July 6
I took the overnight train from Chiang Mai to Bangkok for my final day in Thailand. I was asked to visit one more location before leaving the country so I hopped on the train, back in the direction I had just come.
The Elephant Palace, also known as the Elephant Village in Ayutthaya, is a blazing symbol of what has become of Thailand’s revered elephants. Reduced to a tourist attraction with no resemblance of their true selves, blanketed elephants are paraded in crowded lines, laden with smiling tourists.
I will admit this experience, and the life these elephants are subjected to, hits an all time low for Thailand. Advertised as a historical experience on elephant back, riders are treated to a ride on a gravel road flanked by idling tour buses spewing smelly diesel fumes.
At the end of the 100-yard gravel road, the elephant is directed back to the loading platform. On the left stand the ruins, but towering tour buses blocked the riders’ view.
The elephants became jumpy as tour buses drove within inches of their backside. Mahouts responded by turning the skittish elephant to face the offender, allowing the diesel spewing machine to pass.
The elephants I saw were suffering from a variety of physical conditions, including:
- a severely deformed wrist consistent with injuries caused by logging accidents
- abscessed cheek
- edemas
- stiff wrists
- injured back legs
- fresh wounds on the forehead
- overheat
- malnourishment
All this I observed in the first five minutes of my visit. It was difficult to remain longer.
On my way out I went to the stable area, located feet from the riding platform. There I found another 25 elephants chained by neck and feet, saddled and ready for work. One mahout showered his saddled/blanketed elephant. She was dosing, eyes closed, never acknowledging her mahout or the shower. Another young female paced and pulled on her chain. When tourists barged in with armfuls of sugarcane the elephants grabbed for the food. Mahouts stood by observing the activity.
Knowing that The Elephant Village had another facility where other elephant stayed until they were needed for rides, I found a taxi driver to take me to the kraal. This facility is not advertised and, in fact, several people denied that elephants live at the facility. I was warned that I would encounter the denial so I persevered. I was traveling with a friend and we finally found a driver who agreed to drive us there. Even then we were dropped off at a site down the road from our target destination. We could see the stables in the distance. When the driver saw us walking in the right direction he reappeared and drove us to the stables.

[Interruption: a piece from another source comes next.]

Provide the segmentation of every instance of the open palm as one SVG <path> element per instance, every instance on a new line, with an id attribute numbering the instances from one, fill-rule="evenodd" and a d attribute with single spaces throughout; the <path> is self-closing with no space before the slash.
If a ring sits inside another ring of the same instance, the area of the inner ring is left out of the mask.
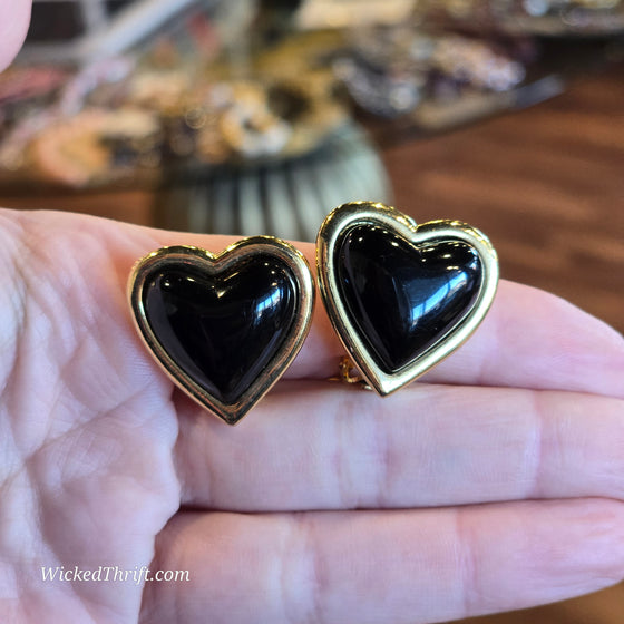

A group of volunteers wearing mahout training t-shirts were gathered around two elephants in washing racks. They were scrubbing elephants, receiving instructions from a foreigner who appeared to be in charge of this mahout training experience, one of the many ways tourists can engage with elephants. Interestingly, I did not see a Thai mahout anywhere near the mahout-in-training foreigners.
All around stood tethered elephants, tied to posts adjacent to or under shade stables. I wandered around a corner trying to avoid the piles of trash that were so uncharacteristic of Thailand. Every type of broken machinery and equipment was scattered and piled on the property, including a tanker truck stuck in a mud hole. A lone tusker stood in the sun tethered next to the tanker; head hanging, eyes half open. There was not a speck of food or even remains of any food around him. His long tusks dug into the soft mud. Except for a wasted effort to cool himself with a spray of water collected from a reserve stored down his throat, he stood motionless.
The scene was one of poverty. Encircling a yard of muck stood the mahouts’ dilapidated dwellings, littered with empty beer bottles and trash. This was not the scene I had observed in other places in Thailand. I wondered who was responsible for this depressing environment.
Even though I wished my final experience of Thailand could have been more pleasant, reality is a powerful motivator. I will be back.